The support lever 2 is divided by the receiving groove 16 into a receiving section 21 and a supporting section 22, and the supporting section 22 is formed at least twice as long as the receiving section 21. The rear end area of the support section 22 is provided with a through female thread 23, which extends through the longitudinal center horizontal plane of the support lever 2 (not shown).
Extend almost at right angles to.

The receiving section 21 comprises two fork girders 25,
It has a receiving element in the form of a support fork 24 forming 26, said fork girders ending in a common vertical plane extending at right angles to the longitudinal central axis 17 of the support lever 2. In this case, the support fork 24 is configured to be stepped several times, and has a first notch 27 formed in a semi-cylindrical shape in a lower region thereof.
Above the first notch 27, another second notch 28 is provided, and the diameter of the second notch 28 is formed larger than that of the first notch 27. Further, a substantially rectangular dug-down portion 29 is provided above the second cutout portion 28, and the dug-down portion 29 is provided on the end face 3 of the support lever 2.
It is formed so as to open toward zero. This stepped configuration of the support fork 24 as shown in FIG. 1 serves to adapt to the particular shaping of the axle support joint or the tie rod joint, and as illustrated in FIG. So that the support fork 2
4 can be attached to the joint in the area of the joint head of the joint.

The support fork 24 further comprises a substantially semicircular press ring segment 31 formed in the shape of a web, which press ring segment projects downward from the support lever 2 in the position shown.

In the region of the receiving groove 16 of the support lever 2, a central see-through portion 32 extending in the longitudinal direction of the support lever 2 is provided. The central see-through 32 is adapted to the geometric dimensions of the pivot pin 9 of the adjusting spindle 5 so that the pivot pin 9 of the adjusting spindle 5 can be inserted through the central see-through. The central groove 32 divides the receiving groove 16 into two substantially semi-cylindrical components arranged on both sides, as can be seen in FIG. Due to the extremely dense arrangement of the stepped support forks 24, the central see-through 32 extends substantially in the region of the support section 22 and the longitudinal center axis 1 of the support lever 2.
7 are symmetrically arranged in the support lever.
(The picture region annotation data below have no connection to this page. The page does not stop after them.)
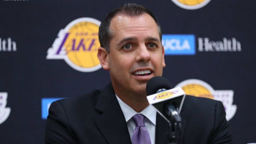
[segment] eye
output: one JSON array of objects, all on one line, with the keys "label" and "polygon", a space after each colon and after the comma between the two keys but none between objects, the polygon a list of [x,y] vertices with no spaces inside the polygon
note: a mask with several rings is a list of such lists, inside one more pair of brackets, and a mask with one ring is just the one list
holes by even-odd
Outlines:
[{"label": "eye", "polygon": [[126,44],[123,46],[123,48],[125,50],[129,50],[132,48],[132,45],[130,44]]},{"label": "eye", "polygon": [[156,47],[156,44],[153,43],[150,43],[148,44],[148,47],[150,48],[155,48]]}]

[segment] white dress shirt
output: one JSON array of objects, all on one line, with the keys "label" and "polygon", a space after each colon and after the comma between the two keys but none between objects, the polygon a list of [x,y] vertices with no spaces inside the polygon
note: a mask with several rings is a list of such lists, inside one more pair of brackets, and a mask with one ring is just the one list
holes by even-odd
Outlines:
[{"label": "white dress shirt", "polygon": [[116,96],[124,115],[131,140],[132,133],[136,127],[136,124],[131,118],[137,113],[140,113],[145,116],[144,119],[145,126],[149,133],[151,144],[155,144],[156,120],[156,110],[155,107],[149,105],[141,112],[138,113],[123,101],[116,94]]}]

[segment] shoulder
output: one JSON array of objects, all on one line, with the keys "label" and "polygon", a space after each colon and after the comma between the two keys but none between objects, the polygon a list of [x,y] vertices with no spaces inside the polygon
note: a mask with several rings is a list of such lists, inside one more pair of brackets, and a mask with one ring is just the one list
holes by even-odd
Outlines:
[{"label": "shoulder", "polygon": [[216,115],[221,115],[222,117],[225,118],[226,113],[223,104],[220,101],[186,95],[181,114],[189,119],[200,117],[202,120],[208,121],[215,119]]},{"label": "shoulder", "polygon": [[183,106],[189,106],[194,109],[213,108],[216,105],[222,105],[220,101],[205,97],[198,97],[191,95],[186,96]]}]

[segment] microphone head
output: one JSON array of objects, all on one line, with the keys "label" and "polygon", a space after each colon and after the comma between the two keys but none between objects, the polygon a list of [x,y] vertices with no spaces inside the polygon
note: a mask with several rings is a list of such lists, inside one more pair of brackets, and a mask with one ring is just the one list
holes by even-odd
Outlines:
[{"label": "microphone head", "polygon": [[148,95],[156,93],[159,90],[164,88],[166,90],[172,88],[171,83],[166,78],[160,76],[152,77],[148,81],[146,86],[146,91]]}]

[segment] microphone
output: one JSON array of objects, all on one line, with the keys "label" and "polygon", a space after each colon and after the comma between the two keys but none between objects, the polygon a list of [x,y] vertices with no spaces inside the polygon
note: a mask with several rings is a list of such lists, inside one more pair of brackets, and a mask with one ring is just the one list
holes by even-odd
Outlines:
[{"label": "microphone", "polygon": [[168,122],[180,122],[179,113],[186,94],[180,87],[172,89],[170,83],[166,78],[159,76],[152,77],[146,87],[149,104]]}]

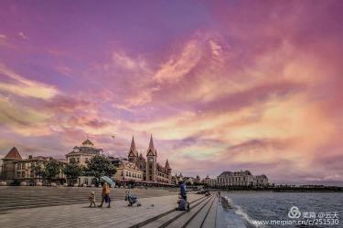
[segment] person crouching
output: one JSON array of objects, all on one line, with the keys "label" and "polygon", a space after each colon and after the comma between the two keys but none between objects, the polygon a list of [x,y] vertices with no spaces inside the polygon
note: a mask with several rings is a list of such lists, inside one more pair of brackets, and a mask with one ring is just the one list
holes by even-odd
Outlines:
[{"label": "person crouching", "polygon": [[187,201],[181,196],[178,196],[178,201],[177,201],[177,207],[175,209],[176,211],[188,211],[188,203]]}]

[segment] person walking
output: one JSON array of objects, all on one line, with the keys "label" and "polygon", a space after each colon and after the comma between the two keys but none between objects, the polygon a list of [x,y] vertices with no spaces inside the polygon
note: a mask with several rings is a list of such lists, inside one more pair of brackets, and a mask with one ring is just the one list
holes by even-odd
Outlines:
[{"label": "person walking", "polygon": [[102,207],[103,202],[108,203],[108,208],[111,207],[110,186],[107,182],[102,185],[102,203],[98,207]]},{"label": "person walking", "polygon": [[187,188],[186,188],[186,183],[185,181],[179,181],[179,186],[180,186],[180,195],[182,199],[184,199],[187,202],[187,211],[189,212],[189,202],[187,201]]}]

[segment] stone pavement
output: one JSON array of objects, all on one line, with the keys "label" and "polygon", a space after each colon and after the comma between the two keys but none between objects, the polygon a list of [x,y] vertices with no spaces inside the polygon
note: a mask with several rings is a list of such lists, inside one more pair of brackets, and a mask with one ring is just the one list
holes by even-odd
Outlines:
[{"label": "stone pavement", "polygon": [[[188,196],[189,202],[201,197]],[[177,206],[177,195],[169,195],[140,199],[141,207],[113,201],[112,208],[89,208],[89,203],[82,203],[18,209],[0,214],[0,227],[129,227],[170,211]]]}]

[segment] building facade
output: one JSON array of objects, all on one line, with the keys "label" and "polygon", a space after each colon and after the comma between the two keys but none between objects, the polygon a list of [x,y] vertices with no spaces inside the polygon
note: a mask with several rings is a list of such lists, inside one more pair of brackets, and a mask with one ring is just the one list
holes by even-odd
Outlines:
[{"label": "building facade", "polygon": [[267,186],[269,184],[268,178],[266,175],[257,175],[256,176],[256,185],[257,186]]},{"label": "building facade", "polygon": [[143,181],[143,171],[134,162],[126,160],[120,160],[115,167],[117,171],[113,178],[116,181]]},{"label": "building facade", "polygon": [[152,183],[172,183],[172,169],[168,160],[164,166],[157,162],[157,150],[155,148],[153,136],[150,137],[149,147],[146,150],[146,159],[138,155],[134,138],[133,136],[128,153],[128,161],[134,163],[143,171],[143,181]]},{"label": "building facade", "polygon": [[250,171],[223,171],[217,177],[217,184],[218,186],[256,186],[257,179],[260,186],[268,185],[268,179],[264,174],[254,176]]},{"label": "building facade", "polygon": [[[27,184],[36,185],[38,182],[42,181],[43,177],[40,173],[36,171],[34,167],[39,166],[43,170],[45,164],[53,160],[53,158],[43,156],[33,157],[29,155],[27,159],[23,159],[17,149],[14,147],[2,160],[2,180],[8,183],[25,181]],[[59,162],[63,163],[63,161]],[[50,181],[62,183],[64,181],[64,176],[61,170],[59,173]]]},{"label": "building facade", "polygon": [[[74,161],[80,166],[87,166],[88,161],[95,155],[102,154],[102,149],[95,147],[90,140],[86,140],[80,146],[75,146],[72,150],[66,154],[67,163]],[[76,184],[90,186],[93,182],[93,176],[80,176]]]},{"label": "building facade", "polygon": [[209,178],[209,175],[207,175],[206,178],[202,180],[202,182],[209,187],[217,186],[217,179]]}]

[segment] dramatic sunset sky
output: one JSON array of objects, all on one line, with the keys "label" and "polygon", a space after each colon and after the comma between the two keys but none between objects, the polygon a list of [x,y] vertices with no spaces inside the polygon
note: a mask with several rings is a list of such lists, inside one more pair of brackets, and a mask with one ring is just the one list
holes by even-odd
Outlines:
[{"label": "dramatic sunset sky", "polygon": [[[87,135],[173,173],[343,182],[343,1],[0,2],[0,157]],[[115,135],[113,139],[112,136]]]}]

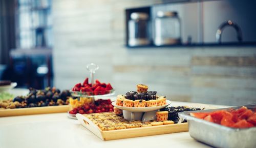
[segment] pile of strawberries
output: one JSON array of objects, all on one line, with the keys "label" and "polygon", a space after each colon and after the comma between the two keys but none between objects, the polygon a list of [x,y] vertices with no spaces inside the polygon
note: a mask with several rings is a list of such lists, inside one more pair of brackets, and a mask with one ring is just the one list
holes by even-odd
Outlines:
[{"label": "pile of strawberries", "polygon": [[230,110],[191,112],[190,115],[229,127],[246,128],[256,127],[256,108],[252,111],[245,106]]},{"label": "pile of strawberries", "polygon": [[106,84],[101,83],[98,80],[96,80],[95,83],[92,85],[89,83],[89,78],[86,79],[82,83],[76,84],[72,88],[74,92],[88,92],[90,95],[98,95],[109,94],[110,91],[113,88],[110,83]]},{"label": "pile of strawberries", "polygon": [[81,107],[75,108],[69,111],[69,113],[81,114],[99,113],[109,111],[113,111],[114,106],[111,104],[110,99],[98,99],[95,101],[95,103],[85,104]]}]

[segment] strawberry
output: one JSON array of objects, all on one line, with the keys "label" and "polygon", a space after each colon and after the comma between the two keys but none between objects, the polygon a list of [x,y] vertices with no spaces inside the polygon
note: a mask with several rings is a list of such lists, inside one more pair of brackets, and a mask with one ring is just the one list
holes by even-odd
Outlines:
[{"label": "strawberry", "polygon": [[105,90],[106,91],[110,91],[113,90],[113,87],[110,84],[110,83],[108,83],[108,84],[106,84]]},{"label": "strawberry", "polygon": [[106,86],[106,84],[105,83],[102,83],[100,84],[100,86],[101,86],[103,87],[105,87]]},{"label": "strawberry", "polygon": [[81,90],[81,87],[78,87],[76,86],[75,86],[73,89],[72,89],[72,91],[75,91],[75,92],[80,92],[80,90]]},{"label": "strawberry", "polygon": [[96,89],[96,88],[97,88],[97,87],[99,86],[100,86],[100,84],[97,84],[97,83],[94,84],[93,84],[93,86],[91,88],[92,88],[92,90],[94,91]]},{"label": "strawberry", "polygon": [[96,83],[96,84],[100,84],[100,84],[101,84],[100,82],[100,81],[99,81],[99,80],[98,80],[98,79],[96,79],[96,80],[95,80],[95,83]]},{"label": "strawberry", "polygon": [[84,87],[84,89],[86,90],[86,92],[93,92],[93,90],[92,90],[92,88],[89,86],[86,86],[86,87]]},{"label": "strawberry", "polygon": [[78,111],[78,112],[79,112],[79,113],[80,113],[80,114],[84,114],[84,111],[83,111],[83,110],[82,110],[82,109]]},{"label": "strawberry", "polygon": [[97,87],[95,88],[95,90],[94,90],[94,92],[100,92],[100,91],[101,91],[101,90],[102,90],[102,89],[101,88],[101,87],[101,87],[101,86],[97,86]]},{"label": "strawberry", "polygon": [[88,78],[86,78],[86,79],[83,81],[83,83],[82,83],[83,86],[86,86],[86,85],[88,85],[88,84],[89,84],[89,82],[88,82],[89,80],[89,79]]},{"label": "strawberry", "polygon": [[89,113],[93,113],[93,110],[92,109],[90,109],[88,111],[88,112],[89,112]]},{"label": "strawberry", "polygon": [[73,110],[70,110],[69,111],[69,113],[70,113],[70,114],[76,114],[76,113],[74,111],[73,111]]},{"label": "strawberry", "polygon": [[79,83],[75,84],[75,86],[77,86],[77,87],[81,87],[82,86],[82,85],[80,83]]},{"label": "strawberry", "polygon": [[87,92],[87,91],[86,91],[86,87],[81,87],[81,92]]}]

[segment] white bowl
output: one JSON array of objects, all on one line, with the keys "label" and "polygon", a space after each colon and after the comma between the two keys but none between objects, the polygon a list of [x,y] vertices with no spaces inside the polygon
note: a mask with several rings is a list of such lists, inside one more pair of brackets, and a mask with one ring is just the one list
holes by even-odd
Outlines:
[{"label": "white bowl", "polygon": [[166,107],[170,104],[170,101],[169,100],[166,100],[166,104],[160,106],[154,106],[154,107],[123,107],[116,105],[116,101],[112,102],[112,105],[117,108],[120,109],[130,111],[131,112],[148,112],[154,110],[157,110]]},{"label": "white bowl", "polygon": [[12,89],[17,86],[17,83],[11,83],[10,85],[0,86],[0,92],[5,92]]}]

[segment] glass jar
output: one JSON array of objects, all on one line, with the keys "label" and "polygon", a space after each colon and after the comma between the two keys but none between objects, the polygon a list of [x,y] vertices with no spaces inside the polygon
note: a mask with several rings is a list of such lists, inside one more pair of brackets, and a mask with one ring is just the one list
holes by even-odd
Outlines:
[{"label": "glass jar", "polygon": [[180,20],[177,12],[158,12],[155,19],[154,39],[157,46],[181,43]]},{"label": "glass jar", "polygon": [[134,12],[129,21],[129,40],[130,46],[147,45],[149,39],[148,15],[145,13]]}]

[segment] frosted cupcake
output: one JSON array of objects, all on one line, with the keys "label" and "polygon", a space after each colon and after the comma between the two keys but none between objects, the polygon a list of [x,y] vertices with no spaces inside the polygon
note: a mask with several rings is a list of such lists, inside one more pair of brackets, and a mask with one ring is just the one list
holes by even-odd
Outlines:
[{"label": "frosted cupcake", "polygon": [[130,99],[124,99],[123,101],[123,107],[134,107],[133,100]]},{"label": "frosted cupcake", "polygon": [[125,99],[117,98],[116,99],[116,105],[123,106],[123,100]]},{"label": "frosted cupcake", "polygon": [[137,92],[139,93],[145,93],[147,92],[147,89],[148,87],[147,85],[144,84],[138,84],[137,85]]},{"label": "frosted cupcake", "polygon": [[120,115],[123,113],[123,111],[122,109],[120,109],[116,108],[116,107],[114,107],[114,113],[115,113],[115,114]]},{"label": "frosted cupcake", "polygon": [[146,98],[147,100],[156,100],[157,98],[157,92],[156,91],[147,92],[146,94]]},{"label": "frosted cupcake", "polygon": [[136,92],[130,91],[125,94],[125,99],[134,100],[134,95],[137,93]]},{"label": "frosted cupcake", "polygon": [[157,111],[156,112],[157,121],[165,121],[168,119],[168,111]]}]

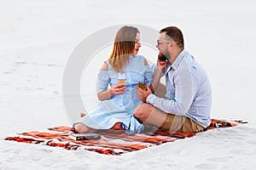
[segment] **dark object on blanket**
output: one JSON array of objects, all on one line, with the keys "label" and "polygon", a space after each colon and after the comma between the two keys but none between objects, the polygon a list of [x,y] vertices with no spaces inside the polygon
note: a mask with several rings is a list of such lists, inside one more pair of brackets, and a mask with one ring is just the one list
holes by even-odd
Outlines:
[{"label": "dark object on blanket", "polygon": [[71,133],[69,139],[73,140],[96,140],[101,139],[101,135],[93,133]]},{"label": "dark object on blanket", "polygon": [[[241,120],[212,119],[212,122],[207,129],[235,127],[240,123],[246,122]],[[96,140],[73,140],[69,139],[69,135],[72,133],[73,133],[73,131],[71,127],[61,126],[48,128],[48,130],[44,131],[17,133],[15,136],[5,138],[5,140],[61,147],[66,150],[86,150],[105,155],[119,156],[164,143],[191,138],[195,135],[195,133],[191,133],[160,131],[154,127],[149,129],[147,128],[143,133],[135,135],[116,133],[116,131],[113,130],[99,131],[97,133],[102,138]]]},{"label": "dark object on blanket", "polygon": [[142,88],[143,90],[147,91],[147,87],[146,87],[146,83],[145,82],[139,82],[138,83],[138,87],[140,88]]}]

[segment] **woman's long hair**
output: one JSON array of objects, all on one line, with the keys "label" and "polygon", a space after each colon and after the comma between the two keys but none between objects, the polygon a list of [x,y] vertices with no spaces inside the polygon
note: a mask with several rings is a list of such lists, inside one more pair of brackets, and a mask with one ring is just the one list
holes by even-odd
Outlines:
[{"label": "woman's long hair", "polygon": [[133,26],[123,26],[116,33],[113,48],[108,58],[115,71],[121,72],[129,63],[130,55],[134,52],[137,33],[139,33],[138,29]]}]

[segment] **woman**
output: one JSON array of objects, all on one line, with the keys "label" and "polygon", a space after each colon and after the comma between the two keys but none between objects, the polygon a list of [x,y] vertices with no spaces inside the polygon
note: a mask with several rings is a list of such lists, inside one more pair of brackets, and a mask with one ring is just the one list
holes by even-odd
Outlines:
[{"label": "woman", "polygon": [[[126,133],[132,134],[143,130],[143,125],[133,116],[132,112],[142,103],[137,96],[137,86],[138,82],[149,85],[152,72],[147,60],[137,55],[141,47],[139,41],[137,28],[123,26],[118,31],[112,54],[98,73],[97,95],[100,102],[95,110],[74,123],[75,132],[113,129],[125,130]],[[125,73],[126,83],[118,82],[120,73]]]}]

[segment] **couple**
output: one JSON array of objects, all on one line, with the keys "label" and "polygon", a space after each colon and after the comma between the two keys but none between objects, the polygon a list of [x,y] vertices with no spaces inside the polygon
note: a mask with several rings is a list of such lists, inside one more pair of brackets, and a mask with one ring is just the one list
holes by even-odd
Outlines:
[{"label": "couple", "polygon": [[[121,27],[115,37],[108,60],[98,73],[97,95],[100,102],[90,113],[73,124],[76,133],[99,129],[140,133],[144,124],[170,132],[196,133],[210,125],[211,85],[203,68],[184,50],[181,31],[170,26],[160,31],[156,48],[167,60],[157,60],[149,68],[147,60],[137,55],[140,32],[132,26]],[[119,83],[125,72],[125,83]],[[160,79],[166,76],[166,94]],[[145,82],[147,90],[137,86]],[[110,88],[108,88],[110,86]]]}]

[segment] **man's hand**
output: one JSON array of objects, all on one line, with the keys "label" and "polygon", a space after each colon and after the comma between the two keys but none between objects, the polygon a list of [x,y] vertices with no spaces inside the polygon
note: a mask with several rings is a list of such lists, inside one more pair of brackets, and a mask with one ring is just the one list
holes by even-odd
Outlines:
[{"label": "man's hand", "polygon": [[144,103],[146,103],[146,99],[148,96],[152,94],[152,91],[148,85],[146,83],[147,91],[143,90],[138,86],[137,86],[137,97]]},{"label": "man's hand", "polygon": [[164,68],[166,68],[167,65],[167,62],[166,61],[161,61],[159,59],[157,59],[157,67],[160,70],[163,71]]}]

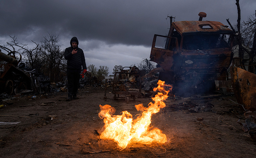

The press lever 3 has a press section 33,
In use, the press section is arranged directly opposite the support fork 24 of the support lever 2, as also shown in FIG. In this case, the length of the press section 33 is
It is configured to be somewhat longer than the support fork 24. Furthermore, the press lever 3 has a central through-hole 34, which is used for receiving the cylindrical section 11 of the adjusting nut 6. Moreover, the cylindrical section 1 of the adjusting nut 6
The length of 1 is when the cylindrical section 11 of the adjusting nut 6 is completely inserted into the central through hole 34, that is, when the stopper surface 14 of the adjusting nut is brought into contact with the lower surface 35 of the press lever 3. The length of the central through hole 34 is adjusted so that the upper end surface 36 of the adjusting nut is substantially flush with the outer flat surface 37 of the press lever 3. The central through hole 3
4, the press lever 3 is divided into a front press section 33 and a rear operating section 38. In the rear end region of the actuation section 38, a vertical female thread hole 39 is provided which is configured as a through female thread. The press lever 3 forms a press surface 40 by means of its press section 33, which press surface is arranged opposite the support fork 24 of the support lever 2 (see also FIG. 2). Internal thread 3
9 has the same diameter as the through-thread portion 23 of the support lever 2. In this embodiment, the internal thread hole 39 is used to receive a pressure screw 41, which presses a flange 42 projecting in a radially annular shape to the upper surface 43 of the operating section 38. Thus, it can be screwed into the female screw hole 39.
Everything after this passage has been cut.